REDMOND, Wash. – June 2008 – When Jeff Bigham started developing a Web-based screen reader for people who are blind, he had no idea his work would bring him international recognition as one of the brightest young stars of computer science and accessible technology. He was just trying to help people.
Bigham, 27, and a Ph.D candidate in computer science at the University of Washington, won the first-ever Accessible Technology Award for Interface Design in the 2008 Imagine Cup technology competition sponsored by Microsoft. The award includes US$8,000 in prize money and a trip to the Imagine Cup world finals in Paris, July 3-8, where Bigham will demonstrate WebAnywhere, the winning technology solution he designed, and have the opportunity to share information with other outstanding Imagine Cup competitors.
“WebAnywhere, and the other excellent entries for the Accessible Technology Award, show that students around the world can be inspired to design innovative, accessible technology,” says Annuska Perkins, senior accessibility strategist at Microsoft and captain for the Accessible Technology Award.

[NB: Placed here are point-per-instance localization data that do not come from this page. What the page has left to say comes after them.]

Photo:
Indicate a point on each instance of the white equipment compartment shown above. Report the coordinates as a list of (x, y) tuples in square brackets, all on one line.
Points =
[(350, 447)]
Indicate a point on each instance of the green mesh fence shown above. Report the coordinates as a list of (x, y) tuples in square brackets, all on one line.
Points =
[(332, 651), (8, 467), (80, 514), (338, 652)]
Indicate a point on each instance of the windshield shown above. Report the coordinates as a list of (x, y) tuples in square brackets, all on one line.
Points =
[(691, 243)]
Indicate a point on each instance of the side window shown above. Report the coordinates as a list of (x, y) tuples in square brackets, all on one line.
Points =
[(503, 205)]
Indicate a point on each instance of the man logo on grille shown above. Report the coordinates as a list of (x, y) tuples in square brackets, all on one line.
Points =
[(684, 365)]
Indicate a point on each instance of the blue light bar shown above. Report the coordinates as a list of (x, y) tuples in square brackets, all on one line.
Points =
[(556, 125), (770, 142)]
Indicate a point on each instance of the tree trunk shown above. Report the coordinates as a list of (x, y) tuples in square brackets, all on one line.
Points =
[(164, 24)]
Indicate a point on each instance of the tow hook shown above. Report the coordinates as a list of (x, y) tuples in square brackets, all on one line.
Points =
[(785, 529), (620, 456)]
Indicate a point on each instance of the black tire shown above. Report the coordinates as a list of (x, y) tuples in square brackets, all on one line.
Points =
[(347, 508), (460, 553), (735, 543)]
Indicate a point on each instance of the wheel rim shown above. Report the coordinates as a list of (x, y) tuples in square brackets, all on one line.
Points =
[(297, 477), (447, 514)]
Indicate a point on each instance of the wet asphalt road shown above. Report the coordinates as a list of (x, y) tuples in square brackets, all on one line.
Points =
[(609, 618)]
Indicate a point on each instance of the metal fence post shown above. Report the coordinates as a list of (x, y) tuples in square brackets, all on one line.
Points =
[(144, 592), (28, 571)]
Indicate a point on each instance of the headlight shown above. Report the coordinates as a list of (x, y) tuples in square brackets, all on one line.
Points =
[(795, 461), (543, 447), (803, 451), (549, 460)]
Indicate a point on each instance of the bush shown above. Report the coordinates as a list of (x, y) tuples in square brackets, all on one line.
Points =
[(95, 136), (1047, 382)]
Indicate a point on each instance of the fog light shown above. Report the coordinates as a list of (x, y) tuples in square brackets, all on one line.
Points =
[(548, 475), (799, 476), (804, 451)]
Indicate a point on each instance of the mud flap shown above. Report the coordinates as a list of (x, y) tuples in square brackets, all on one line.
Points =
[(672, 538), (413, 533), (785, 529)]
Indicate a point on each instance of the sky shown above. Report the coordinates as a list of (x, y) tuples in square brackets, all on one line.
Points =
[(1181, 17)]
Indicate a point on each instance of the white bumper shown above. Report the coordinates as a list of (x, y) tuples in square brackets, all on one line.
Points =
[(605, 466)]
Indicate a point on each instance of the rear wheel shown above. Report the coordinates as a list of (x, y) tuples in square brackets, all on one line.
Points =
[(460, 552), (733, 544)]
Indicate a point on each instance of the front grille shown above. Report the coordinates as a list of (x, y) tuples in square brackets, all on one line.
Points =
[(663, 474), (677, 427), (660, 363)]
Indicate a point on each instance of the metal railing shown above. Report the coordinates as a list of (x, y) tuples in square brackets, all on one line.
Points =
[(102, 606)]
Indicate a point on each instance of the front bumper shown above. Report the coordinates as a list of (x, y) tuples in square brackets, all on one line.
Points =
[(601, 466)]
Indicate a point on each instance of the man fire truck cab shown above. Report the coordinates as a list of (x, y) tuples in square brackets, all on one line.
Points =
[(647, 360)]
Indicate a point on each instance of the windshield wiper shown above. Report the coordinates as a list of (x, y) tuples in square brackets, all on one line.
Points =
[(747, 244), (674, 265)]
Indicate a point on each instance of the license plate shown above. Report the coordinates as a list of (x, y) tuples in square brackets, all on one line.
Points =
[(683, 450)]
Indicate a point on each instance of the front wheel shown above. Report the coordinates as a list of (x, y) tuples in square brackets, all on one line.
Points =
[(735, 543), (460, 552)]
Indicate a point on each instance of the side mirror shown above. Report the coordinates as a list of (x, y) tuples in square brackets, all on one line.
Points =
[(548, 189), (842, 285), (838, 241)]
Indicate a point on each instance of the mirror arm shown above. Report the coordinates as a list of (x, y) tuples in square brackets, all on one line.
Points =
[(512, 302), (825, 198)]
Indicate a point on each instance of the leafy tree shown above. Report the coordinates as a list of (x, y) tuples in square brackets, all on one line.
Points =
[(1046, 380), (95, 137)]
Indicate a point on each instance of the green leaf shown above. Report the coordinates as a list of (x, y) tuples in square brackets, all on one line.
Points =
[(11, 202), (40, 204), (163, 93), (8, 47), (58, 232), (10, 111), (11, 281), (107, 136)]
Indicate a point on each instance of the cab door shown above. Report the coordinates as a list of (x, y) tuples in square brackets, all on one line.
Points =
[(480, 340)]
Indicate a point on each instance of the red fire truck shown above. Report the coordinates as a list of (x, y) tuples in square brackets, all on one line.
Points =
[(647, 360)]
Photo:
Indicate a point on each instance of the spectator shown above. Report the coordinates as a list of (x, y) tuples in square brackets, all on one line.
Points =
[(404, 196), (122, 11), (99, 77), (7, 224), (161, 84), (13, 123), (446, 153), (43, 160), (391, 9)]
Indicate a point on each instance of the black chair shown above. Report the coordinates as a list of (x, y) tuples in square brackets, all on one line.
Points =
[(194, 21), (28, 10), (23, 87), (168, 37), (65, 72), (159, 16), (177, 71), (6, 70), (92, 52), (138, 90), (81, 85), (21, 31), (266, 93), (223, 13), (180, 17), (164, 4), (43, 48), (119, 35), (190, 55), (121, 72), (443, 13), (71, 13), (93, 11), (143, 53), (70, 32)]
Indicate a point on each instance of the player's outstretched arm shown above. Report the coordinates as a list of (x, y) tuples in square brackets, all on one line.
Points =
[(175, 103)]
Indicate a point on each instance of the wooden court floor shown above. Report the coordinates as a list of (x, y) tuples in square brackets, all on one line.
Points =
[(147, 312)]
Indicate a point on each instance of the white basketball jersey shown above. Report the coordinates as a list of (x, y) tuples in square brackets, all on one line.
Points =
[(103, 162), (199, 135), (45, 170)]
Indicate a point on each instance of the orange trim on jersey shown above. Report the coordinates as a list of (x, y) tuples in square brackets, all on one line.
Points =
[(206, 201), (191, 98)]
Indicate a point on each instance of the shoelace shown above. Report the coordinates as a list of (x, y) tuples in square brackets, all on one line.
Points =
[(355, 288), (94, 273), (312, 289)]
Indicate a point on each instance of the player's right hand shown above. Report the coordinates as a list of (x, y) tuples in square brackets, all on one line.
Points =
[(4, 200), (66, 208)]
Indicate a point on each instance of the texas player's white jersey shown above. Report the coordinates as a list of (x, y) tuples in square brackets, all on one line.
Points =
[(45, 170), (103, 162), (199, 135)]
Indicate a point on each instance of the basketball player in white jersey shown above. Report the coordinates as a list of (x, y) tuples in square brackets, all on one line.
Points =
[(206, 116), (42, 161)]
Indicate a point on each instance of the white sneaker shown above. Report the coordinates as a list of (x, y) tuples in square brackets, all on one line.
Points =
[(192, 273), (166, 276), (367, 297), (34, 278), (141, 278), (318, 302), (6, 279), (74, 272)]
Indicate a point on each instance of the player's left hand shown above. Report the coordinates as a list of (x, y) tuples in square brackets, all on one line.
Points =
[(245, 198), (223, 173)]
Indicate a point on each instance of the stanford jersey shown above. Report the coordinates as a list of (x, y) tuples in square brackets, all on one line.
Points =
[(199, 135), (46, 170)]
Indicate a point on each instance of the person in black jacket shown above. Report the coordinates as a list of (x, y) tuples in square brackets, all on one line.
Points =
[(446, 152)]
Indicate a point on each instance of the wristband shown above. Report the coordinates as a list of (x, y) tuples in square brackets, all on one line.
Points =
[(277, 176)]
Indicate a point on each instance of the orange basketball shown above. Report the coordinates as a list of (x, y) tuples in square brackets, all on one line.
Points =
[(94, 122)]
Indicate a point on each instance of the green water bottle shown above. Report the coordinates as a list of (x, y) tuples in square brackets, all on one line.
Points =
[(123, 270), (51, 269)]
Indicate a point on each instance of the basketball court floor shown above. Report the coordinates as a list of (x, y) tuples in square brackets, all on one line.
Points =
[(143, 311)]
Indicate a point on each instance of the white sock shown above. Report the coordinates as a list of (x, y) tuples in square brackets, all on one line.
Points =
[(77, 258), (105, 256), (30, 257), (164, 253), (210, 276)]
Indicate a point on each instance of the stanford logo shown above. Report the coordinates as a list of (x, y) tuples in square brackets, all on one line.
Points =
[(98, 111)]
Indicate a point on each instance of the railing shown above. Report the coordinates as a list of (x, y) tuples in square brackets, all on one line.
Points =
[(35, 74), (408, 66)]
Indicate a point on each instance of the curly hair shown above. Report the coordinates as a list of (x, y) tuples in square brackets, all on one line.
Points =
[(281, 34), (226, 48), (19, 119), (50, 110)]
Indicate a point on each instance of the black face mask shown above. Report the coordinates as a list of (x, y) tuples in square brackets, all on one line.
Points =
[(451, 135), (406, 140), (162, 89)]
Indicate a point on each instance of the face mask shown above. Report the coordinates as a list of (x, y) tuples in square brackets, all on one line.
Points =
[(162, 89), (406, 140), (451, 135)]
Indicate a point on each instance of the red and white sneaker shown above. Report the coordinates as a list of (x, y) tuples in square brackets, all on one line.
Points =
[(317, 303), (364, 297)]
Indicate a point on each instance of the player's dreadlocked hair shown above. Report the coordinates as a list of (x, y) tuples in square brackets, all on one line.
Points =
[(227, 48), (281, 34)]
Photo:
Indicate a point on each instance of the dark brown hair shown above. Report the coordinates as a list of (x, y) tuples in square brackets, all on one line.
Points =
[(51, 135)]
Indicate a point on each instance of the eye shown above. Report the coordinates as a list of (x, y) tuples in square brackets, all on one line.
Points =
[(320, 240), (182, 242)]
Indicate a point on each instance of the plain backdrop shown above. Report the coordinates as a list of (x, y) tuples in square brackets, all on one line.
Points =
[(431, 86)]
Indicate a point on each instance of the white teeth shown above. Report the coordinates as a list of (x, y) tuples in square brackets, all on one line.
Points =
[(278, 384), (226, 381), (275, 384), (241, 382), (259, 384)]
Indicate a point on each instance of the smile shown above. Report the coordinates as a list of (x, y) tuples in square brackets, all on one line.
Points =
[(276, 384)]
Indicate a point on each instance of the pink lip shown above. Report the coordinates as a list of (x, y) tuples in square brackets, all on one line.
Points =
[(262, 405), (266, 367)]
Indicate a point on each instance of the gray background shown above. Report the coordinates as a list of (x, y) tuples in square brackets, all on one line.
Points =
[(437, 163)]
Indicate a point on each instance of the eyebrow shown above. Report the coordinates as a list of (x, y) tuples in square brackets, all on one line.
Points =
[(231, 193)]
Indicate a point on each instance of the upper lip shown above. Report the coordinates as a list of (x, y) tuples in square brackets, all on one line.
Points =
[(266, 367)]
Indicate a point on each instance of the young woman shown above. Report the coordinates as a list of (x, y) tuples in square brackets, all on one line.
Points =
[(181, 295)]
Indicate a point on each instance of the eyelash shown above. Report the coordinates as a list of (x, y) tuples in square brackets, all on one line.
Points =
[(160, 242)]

A Screen Reader for Every Computer
WebAnywhere makes it possible for people who are blind to access information over the Internet from almost any computer. They don’t have to carry their own computer with them everywhere or install expensive screen-reader software. All they have to do is visit the WebAnywhere Web site (www.webanywhere.cs.washington.edu), which provides a screen-reader interface that translates Web-based text to speech and reads the content aloud.
Because of the cost of most screen readers — often $1,000 or more — and the difficulty of providing ongoing support, few public computers come equipped with the software, effectively making them unusable by people who are blind. Most public computers are locked down to prevent users from installing new software. As a Web-based application, WebAnywhere doesn’t require the installation of additional software, and Bigham’s screen reader is designed to work with any browser or operating system.
“One of the primary advantages of everything moving to the Web is that people can access information and applications anywhere, at any time, and from any computer,” Bigham says. “For people who use their computers in different ways — whether it’s a blind person who uses a screen reader, or someone with low vision who needs to see things magnified, or someone with a learning disability who requires information to be presented in a specific format — that advantage doesn’t exist.
“WebAnywhere solves that problem for people who are blind, and it’s easy to imagine how the technology could provide personalized views of any computer for people with other disabilities or preferences,” he says.
Founded by Microsoft in 2003 to encourage young people to visualize a better world enabled by technology, and to realize that vision by using their imaginations and technical skills to solve real-world problems, Imagine Cup is now the world’s premier technology competition for college and high school students. In 2008, students from more than 100 countries are competing for US$180,000 in prize money in nine invitational divisions, ranging from Software Design and Embedded Development to Photography and Short Film.
According to Perkins, with an increasing number of communities and governments around the world disseminating information and providing services online, having technology and Internet access at home, work, and in public places is becoming more critical for everyone. By giving people with visual impairments a new way to access information, WebAnywhere can help them make better informed decisions and take advantage of essential services.
“One of the scenarios we included in our submission was the idea of using WebAnywhere to look up the status of the next bus to arrive,” Bigham says. “In Seattle, we’re fortunate to have real-time online tracking of public buses. Knowing not only the bus schedule but also whether the bus is on time or delayed makes public transportation much more usable and, therefore, more likely to be used. With WebAnywhere, people who use screen readers can access this information from libraries and public kiosks, just like everyone else.”
Bigham says his Imagine Cup experience has inspired him to continue working on accessible technology and to find new ways to help people.
“The biggest thing I took away from the Imagine Cup is that it’s really cool they have this award at all. It shows that Microsoft is really serious about accessibility,” Bigham adds.
“I think it’s great that Microsoft gives students an opportunity to express themselves in a forum where they can compete and practice developing software. The Imagine Cup gives people an opportunity to be creative and imaginative. That’s great.”
After he receives his Ph.D next year, Bigham hopes to become a professor at a research institution. Meanwhile, he is planning to make WebAnywhere publicly available beginning this summer.
“My goals in the future are to continue doing research and working with students, and also to keep doing things that actually help people,” Bigham says. “That has been one of the cool things about this project: it’s not like we just did the study, learned some things, and that’s it. With WebAnywhere, we’re actually taking it to the next step and getting it out to people who need it.”